Quand on repense à l’état des choses dans les années 50-60, c’est un pas de géant qu’ils ont accompli en seulement quarante ans. A force de vouloir se battre contre les hommes, les féministes seraient-elles devenues aveugles et d’une telle mauvaise foi pour ne pas reconnaître ces progrès ?

3 Messages de forum

  • Gestionnaire des tâches ménagères

    20 avril 2008 17:57, par kriss
    Comme me l’a confiée très justement une amie de 65 ans, Lydia :"les femmes ont effectué en quelques décennies une révolution sans les armes et sans le sang.." en faisant en plus évoluer nos hommes.. c’est dingue comme on est trop forte !!! merci pour ton article
  • Gestionnaire des tâches ménagères

    27 août 2008 13:51, par tetue

    Oui, moi aussi je m’agace souvent de ces femmes qui se plaignent du peu de participation de leurs compagnons, alors qu’elles ne remettent pas en question leur obsession pathologique de la tâche...

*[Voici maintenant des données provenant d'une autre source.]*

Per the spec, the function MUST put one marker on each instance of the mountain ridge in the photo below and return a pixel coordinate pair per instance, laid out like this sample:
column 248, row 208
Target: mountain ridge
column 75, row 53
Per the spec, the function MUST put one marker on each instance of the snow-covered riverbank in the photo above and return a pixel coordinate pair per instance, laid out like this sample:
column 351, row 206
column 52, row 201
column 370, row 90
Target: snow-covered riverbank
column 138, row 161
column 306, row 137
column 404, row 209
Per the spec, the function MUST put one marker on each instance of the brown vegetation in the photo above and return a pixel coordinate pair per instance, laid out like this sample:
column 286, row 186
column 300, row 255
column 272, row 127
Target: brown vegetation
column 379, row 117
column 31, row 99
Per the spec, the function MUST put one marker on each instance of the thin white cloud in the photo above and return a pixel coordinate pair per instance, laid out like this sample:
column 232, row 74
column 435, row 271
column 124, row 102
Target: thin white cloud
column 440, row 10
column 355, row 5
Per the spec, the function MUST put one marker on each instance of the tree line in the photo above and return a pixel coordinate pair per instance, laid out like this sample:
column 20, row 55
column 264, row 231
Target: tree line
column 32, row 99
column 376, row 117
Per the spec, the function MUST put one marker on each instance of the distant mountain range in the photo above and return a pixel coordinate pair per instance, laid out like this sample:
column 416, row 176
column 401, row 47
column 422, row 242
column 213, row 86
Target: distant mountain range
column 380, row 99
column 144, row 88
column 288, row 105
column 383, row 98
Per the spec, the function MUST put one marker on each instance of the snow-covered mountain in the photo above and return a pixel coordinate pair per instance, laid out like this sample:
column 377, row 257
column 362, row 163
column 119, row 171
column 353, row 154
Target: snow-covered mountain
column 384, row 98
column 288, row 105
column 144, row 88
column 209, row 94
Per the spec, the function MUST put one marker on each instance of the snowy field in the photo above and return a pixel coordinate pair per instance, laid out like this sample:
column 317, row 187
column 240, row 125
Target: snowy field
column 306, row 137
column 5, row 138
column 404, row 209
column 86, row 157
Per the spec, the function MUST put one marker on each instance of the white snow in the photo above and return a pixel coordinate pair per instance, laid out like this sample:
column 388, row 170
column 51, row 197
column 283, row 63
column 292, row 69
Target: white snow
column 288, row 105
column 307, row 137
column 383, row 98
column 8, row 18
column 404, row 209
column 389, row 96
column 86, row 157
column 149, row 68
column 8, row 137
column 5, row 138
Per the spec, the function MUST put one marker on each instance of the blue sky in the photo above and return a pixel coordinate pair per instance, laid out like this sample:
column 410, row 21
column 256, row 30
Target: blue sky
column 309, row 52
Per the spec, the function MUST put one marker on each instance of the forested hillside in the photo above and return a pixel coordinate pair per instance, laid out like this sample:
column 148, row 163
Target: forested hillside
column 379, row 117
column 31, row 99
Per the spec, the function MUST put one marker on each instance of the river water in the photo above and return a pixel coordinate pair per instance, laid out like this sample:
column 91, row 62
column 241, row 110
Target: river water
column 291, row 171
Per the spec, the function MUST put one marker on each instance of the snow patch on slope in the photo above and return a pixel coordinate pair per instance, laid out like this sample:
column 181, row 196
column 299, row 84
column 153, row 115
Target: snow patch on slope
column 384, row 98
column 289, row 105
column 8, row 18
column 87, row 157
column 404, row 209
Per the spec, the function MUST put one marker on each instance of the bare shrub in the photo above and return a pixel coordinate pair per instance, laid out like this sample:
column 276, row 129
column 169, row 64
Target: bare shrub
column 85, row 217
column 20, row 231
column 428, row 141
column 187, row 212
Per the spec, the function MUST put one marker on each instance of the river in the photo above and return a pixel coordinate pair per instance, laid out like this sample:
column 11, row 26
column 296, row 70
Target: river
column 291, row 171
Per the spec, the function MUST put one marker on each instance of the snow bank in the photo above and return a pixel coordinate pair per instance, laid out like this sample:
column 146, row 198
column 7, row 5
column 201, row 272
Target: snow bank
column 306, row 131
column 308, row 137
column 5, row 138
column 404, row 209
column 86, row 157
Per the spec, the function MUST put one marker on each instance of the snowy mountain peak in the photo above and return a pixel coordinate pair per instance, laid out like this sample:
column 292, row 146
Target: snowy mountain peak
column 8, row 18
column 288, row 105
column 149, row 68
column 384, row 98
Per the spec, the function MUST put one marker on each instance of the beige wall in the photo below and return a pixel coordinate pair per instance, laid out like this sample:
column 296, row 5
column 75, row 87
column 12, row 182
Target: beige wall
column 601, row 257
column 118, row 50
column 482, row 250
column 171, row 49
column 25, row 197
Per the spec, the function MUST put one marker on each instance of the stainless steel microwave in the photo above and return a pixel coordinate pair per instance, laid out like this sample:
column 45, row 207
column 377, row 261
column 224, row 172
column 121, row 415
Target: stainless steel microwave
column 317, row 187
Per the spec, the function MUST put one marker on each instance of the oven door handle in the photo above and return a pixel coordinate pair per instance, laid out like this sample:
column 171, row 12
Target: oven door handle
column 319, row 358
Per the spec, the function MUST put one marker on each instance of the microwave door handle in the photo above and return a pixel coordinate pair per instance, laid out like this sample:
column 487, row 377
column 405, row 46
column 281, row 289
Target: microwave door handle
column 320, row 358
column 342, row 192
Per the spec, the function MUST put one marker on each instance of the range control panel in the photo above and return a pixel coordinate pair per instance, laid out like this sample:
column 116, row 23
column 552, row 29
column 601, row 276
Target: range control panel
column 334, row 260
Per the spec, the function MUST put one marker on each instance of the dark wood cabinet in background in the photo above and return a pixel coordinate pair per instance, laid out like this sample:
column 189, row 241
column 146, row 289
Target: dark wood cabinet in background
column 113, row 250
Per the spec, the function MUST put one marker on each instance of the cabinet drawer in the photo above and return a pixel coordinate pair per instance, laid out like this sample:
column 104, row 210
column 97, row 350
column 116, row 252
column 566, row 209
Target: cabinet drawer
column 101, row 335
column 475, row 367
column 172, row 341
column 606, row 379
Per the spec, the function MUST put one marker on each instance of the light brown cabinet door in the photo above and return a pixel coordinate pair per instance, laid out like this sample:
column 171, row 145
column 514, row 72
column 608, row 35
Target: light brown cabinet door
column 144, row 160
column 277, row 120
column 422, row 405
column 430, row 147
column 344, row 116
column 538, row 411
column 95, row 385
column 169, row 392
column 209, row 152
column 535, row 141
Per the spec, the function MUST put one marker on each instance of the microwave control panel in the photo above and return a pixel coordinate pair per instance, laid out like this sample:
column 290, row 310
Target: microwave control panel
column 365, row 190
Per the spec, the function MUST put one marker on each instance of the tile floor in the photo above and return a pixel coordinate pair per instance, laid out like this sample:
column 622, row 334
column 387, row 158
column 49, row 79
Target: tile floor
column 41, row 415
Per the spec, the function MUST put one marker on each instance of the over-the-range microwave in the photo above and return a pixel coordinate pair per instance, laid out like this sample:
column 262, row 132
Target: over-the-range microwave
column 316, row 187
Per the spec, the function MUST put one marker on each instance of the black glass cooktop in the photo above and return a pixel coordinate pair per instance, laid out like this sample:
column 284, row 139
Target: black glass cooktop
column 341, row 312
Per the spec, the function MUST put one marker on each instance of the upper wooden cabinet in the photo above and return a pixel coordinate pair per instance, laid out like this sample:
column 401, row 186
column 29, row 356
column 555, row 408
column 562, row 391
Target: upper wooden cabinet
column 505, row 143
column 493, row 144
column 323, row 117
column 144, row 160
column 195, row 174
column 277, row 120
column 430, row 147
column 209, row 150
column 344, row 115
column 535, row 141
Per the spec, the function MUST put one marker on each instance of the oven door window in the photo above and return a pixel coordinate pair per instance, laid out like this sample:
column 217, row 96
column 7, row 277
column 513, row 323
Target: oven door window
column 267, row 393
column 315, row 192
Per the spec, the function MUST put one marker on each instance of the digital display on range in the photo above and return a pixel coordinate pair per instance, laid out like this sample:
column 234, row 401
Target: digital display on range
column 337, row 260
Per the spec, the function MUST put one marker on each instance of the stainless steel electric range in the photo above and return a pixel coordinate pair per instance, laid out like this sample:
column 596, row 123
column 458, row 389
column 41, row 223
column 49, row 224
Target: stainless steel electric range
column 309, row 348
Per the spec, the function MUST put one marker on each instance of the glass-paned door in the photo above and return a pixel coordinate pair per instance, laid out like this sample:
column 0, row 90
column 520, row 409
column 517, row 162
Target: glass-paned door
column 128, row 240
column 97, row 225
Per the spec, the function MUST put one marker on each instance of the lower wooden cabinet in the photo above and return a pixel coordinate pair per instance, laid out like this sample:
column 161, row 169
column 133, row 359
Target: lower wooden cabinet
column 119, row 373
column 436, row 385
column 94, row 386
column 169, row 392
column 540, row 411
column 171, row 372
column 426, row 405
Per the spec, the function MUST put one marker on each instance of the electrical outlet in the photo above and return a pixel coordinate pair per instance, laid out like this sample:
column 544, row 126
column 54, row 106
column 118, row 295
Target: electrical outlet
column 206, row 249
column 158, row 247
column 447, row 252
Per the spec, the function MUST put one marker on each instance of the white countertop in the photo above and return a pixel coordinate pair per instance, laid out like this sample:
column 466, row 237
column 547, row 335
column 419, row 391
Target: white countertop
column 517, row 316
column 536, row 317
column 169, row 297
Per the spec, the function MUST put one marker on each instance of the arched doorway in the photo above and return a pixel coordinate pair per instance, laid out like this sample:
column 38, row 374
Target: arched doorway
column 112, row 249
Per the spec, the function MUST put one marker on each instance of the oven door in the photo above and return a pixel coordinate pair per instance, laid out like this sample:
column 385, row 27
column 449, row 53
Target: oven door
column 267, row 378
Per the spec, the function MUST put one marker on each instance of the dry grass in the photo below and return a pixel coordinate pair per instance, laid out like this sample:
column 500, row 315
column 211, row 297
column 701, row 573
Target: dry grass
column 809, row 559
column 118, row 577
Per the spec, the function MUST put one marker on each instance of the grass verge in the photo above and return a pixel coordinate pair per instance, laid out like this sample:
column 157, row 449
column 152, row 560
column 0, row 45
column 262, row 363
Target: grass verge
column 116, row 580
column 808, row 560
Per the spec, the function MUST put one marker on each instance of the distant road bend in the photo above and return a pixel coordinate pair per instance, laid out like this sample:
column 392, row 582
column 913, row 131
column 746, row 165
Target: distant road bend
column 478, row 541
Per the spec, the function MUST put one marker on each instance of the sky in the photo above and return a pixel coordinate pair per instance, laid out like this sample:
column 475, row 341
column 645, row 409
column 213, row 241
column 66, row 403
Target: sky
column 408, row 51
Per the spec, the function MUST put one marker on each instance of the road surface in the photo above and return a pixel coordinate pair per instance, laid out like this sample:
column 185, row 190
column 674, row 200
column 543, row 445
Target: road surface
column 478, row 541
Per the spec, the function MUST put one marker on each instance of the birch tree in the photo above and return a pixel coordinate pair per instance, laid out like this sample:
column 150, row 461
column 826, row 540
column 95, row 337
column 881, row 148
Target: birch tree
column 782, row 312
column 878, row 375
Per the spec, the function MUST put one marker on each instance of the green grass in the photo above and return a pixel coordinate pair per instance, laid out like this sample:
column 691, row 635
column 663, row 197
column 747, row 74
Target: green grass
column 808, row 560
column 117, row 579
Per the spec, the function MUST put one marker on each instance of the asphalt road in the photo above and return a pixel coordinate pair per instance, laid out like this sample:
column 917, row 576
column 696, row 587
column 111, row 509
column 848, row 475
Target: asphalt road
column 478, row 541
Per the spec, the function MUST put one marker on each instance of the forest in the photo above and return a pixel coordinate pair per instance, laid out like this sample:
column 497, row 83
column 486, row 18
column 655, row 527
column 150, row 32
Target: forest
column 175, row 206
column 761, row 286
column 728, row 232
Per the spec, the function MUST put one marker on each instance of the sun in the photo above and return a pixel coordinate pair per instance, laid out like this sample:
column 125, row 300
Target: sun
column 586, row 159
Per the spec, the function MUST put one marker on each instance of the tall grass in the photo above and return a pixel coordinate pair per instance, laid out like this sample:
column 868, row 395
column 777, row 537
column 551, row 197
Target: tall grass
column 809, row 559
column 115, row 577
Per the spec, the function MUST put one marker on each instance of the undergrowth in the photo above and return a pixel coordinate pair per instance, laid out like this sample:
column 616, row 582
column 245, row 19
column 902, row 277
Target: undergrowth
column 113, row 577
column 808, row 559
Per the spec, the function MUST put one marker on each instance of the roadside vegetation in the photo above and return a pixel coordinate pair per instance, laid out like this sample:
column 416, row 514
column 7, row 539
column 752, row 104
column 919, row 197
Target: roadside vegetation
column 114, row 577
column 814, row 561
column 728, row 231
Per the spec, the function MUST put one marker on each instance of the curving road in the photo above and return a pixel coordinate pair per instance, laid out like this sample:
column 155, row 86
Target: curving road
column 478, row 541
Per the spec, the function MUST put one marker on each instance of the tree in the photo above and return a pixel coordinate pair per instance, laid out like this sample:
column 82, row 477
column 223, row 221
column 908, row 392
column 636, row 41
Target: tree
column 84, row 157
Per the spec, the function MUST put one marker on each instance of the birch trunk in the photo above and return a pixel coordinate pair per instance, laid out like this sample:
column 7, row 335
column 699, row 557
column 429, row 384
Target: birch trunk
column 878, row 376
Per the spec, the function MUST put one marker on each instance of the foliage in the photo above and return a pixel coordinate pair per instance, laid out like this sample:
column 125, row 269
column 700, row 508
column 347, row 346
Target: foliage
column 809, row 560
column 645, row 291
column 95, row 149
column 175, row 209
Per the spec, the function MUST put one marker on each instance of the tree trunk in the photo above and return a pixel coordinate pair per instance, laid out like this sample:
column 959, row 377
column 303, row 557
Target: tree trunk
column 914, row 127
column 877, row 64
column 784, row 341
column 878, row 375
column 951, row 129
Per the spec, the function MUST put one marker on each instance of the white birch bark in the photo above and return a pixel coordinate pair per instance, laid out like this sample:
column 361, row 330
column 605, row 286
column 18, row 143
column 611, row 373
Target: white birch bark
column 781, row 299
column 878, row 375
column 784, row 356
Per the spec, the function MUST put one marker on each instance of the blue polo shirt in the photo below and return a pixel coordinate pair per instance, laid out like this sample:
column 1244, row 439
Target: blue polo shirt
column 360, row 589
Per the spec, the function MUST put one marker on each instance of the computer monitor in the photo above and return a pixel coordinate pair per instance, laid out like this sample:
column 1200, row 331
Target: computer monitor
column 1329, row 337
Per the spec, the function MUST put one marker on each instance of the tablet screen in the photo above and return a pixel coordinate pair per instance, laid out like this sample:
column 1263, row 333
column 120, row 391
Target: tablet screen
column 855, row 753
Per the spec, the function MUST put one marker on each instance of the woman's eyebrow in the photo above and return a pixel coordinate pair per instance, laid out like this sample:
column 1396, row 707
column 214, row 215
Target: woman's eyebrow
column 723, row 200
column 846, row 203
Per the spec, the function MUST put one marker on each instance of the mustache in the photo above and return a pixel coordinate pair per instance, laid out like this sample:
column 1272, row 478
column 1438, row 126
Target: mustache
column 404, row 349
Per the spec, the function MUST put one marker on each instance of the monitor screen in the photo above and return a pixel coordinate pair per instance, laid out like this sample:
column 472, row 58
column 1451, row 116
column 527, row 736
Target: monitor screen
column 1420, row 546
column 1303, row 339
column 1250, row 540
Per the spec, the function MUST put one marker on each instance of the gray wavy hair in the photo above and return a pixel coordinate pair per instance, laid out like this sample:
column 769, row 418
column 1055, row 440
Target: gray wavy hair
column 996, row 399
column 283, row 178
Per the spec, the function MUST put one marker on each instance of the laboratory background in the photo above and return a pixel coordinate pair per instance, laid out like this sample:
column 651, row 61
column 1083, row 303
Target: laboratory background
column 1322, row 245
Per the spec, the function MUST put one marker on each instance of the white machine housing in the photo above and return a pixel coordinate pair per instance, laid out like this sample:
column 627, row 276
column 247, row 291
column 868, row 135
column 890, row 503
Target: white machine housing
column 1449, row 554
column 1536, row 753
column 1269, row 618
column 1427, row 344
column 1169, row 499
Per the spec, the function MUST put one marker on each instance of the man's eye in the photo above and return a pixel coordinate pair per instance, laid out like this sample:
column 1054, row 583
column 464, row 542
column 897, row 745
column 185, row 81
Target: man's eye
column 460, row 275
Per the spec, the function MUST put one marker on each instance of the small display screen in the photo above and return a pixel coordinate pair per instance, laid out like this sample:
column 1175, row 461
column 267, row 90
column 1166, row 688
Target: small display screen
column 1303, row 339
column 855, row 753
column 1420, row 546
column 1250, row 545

    Il suffit de considèrer un instant l’éducation donné aux fillettes pour ne plus s’étonner : maison de poupée, aspirateur miniature, ateliers de confection déco, couture et maquillage, etc. tout cela les entraîne à être des maîtresses de maison chevronnées.

    J’ai personnellement eu la chance, enfant, d’avoir des jeux de toutes sortes. Mais j’aimerais bien voir mes neveux jouer à la maison de poupée (oh, scandale, leurs parents m’accuseraient de vouloir leur couper les roubignoles, si j’vous jure) et mes nièces aux petites voitures plutôt qu’à la ménagère (leurs parents m’accuserait d’entâcher leur féminité).

    Voir en ligne : http://www.tetue.net

  • Gestionnaire des tâches ménagères

    2 juin 2009 21:27, par Joe Higashi
    cet article est génial !! precis, interressant, est tres vrai dans une certaine mesure... on sent la grosse reflexion derrière tout ça.... et la plume et tres belle, parce que je me suis bien amusé a le lire !! ;0)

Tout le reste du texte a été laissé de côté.